27. The non-transitory computer-readable medium of claim 25, wherein determining the face of the user matches the representative face from the representative data includes:

comparing information representing features of the face of the user with information representing features of a plurality of representative faces from the representative data and with information representing features of a plurality of registered faces from registration data; and determining the face from the representative data is a closest match with the face of the user based on the comparison.

28. The non-transitory computer-readable medium of claim 25, wherein the at least one characteristic feature includes glasses, and wherein different versions of the at least one characteristic feature includes different types of glasses.

29. The non-transitory computer-readable medium of claim 25, wherein the at least one characteristic feature includes facial hair, and wherein different versions of the at least one characteristic feature includes different types of facial hair.

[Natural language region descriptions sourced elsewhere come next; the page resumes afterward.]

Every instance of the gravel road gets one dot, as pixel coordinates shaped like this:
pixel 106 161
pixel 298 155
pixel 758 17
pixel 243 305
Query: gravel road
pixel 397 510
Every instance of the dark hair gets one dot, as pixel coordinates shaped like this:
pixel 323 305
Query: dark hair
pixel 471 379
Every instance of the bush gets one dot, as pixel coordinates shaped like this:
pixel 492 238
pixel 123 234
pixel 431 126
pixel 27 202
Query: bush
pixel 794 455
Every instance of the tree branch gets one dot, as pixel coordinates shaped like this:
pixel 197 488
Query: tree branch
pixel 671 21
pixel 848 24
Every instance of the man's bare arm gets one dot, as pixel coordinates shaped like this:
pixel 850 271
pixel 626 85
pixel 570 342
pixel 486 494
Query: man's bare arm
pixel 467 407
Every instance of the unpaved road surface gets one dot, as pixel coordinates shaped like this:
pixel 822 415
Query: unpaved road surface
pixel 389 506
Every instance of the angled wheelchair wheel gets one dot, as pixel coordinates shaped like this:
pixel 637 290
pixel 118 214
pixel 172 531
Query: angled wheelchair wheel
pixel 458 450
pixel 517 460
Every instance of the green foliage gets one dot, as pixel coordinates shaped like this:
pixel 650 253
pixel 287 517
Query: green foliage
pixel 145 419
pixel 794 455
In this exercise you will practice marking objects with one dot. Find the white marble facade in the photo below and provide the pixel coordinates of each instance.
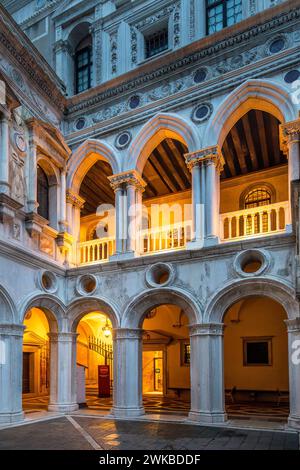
(42, 121)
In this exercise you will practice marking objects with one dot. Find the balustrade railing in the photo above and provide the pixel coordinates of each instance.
(96, 250)
(169, 237)
(257, 221)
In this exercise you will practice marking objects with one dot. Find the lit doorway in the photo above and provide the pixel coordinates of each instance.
(153, 373)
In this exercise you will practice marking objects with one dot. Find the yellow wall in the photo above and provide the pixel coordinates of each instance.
(168, 315)
(255, 317)
(232, 188)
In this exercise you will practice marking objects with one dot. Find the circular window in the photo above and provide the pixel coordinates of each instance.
(159, 275)
(276, 46)
(123, 140)
(48, 281)
(251, 262)
(134, 101)
(200, 76)
(202, 112)
(292, 76)
(80, 124)
(86, 284)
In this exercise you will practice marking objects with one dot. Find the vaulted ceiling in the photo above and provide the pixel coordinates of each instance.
(165, 171)
(252, 144)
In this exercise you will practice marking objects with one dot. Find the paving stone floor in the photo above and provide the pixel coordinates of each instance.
(85, 433)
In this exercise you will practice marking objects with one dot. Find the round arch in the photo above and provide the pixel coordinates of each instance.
(87, 154)
(135, 311)
(7, 308)
(52, 307)
(160, 127)
(79, 308)
(253, 94)
(241, 289)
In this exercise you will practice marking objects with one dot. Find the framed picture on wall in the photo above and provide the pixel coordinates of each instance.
(257, 351)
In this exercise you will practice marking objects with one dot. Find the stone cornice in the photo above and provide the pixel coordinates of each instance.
(207, 329)
(205, 157)
(127, 178)
(37, 69)
(208, 46)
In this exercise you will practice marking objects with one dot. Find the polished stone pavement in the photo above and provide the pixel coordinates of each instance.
(84, 433)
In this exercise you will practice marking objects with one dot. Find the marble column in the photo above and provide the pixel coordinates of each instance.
(11, 363)
(127, 395)
(63, 392)
(4, 153)
(207, 373)
(205, 165)
(293, 327)
(128, 218)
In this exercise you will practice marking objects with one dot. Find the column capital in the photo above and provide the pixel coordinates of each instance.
(293, 326)
(74, 199)
(127, 333)
(63, 337)
(206, 156)
(9, 329)
(289, 132)
(127, 178)
(207, 329)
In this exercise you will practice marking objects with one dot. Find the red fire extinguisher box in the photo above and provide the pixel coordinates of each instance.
(103, 381)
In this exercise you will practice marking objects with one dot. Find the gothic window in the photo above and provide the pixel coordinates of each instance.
(222, 13)
(42, 193)
(156, 42)
(256, 197)
(83, 65)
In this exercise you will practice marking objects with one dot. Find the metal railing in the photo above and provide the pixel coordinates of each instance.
(257, 221)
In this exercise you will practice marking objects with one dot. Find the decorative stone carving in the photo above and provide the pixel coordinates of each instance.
(127, 178)
(207, 329)
(127, 333)
(206, 156)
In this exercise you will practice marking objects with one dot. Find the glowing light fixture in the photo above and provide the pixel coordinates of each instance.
(106, 329)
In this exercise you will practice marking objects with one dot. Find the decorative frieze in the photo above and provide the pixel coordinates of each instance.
(207, 329)
(127, 178)
(127, 333)
(207, 156)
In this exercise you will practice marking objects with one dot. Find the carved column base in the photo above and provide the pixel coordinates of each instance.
(205, 417)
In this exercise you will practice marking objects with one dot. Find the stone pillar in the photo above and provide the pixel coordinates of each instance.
(207, 373)
(293, 327)
(205, 165)
(11, 363)
(63, 392)
(127, 397)
(130, 186)
(63, 208)
(4, 153)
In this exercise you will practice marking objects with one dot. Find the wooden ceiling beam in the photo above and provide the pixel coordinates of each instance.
(262, 137)
(250, 142)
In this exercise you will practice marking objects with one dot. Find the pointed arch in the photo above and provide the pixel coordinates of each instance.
(160, 127)
(85, 156)
(79, 308)
(265, 96)
(135, 311)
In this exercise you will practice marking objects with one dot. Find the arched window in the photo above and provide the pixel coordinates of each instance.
(42, 193)
(83, 65)
(260, 196)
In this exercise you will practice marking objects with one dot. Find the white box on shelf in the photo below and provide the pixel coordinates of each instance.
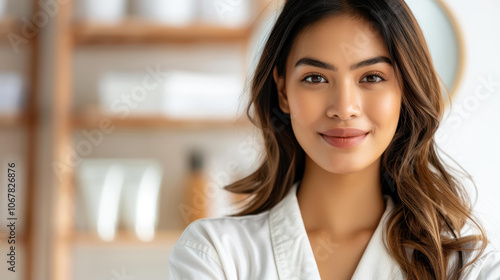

30. The non-transitory computer-readable medium of claim 25, further comprising instructions that, when executed by one or more processors, cause the one or more processor to generate the representative data, wherein generating the representative data comprises:

obtaining a set of representative images, each representative image including a face from a plurality of faces associated with different versions of the at least one characteristic feature; generating a plurality of feature vectors for the plurality of faces;

clustering the plurality of feature vectors using data clustering to determine a plurality of cluster groups;

determining, for a cluster group from the plurality of cluster groups, a representative feature vector from the plurality of feature vectors, the representative feature vector being closest to a mean of the cluster; and

adding the representative feature vector to the representative data, the representative feature vector representing a representative face from a plurality of representative faces in the representative data.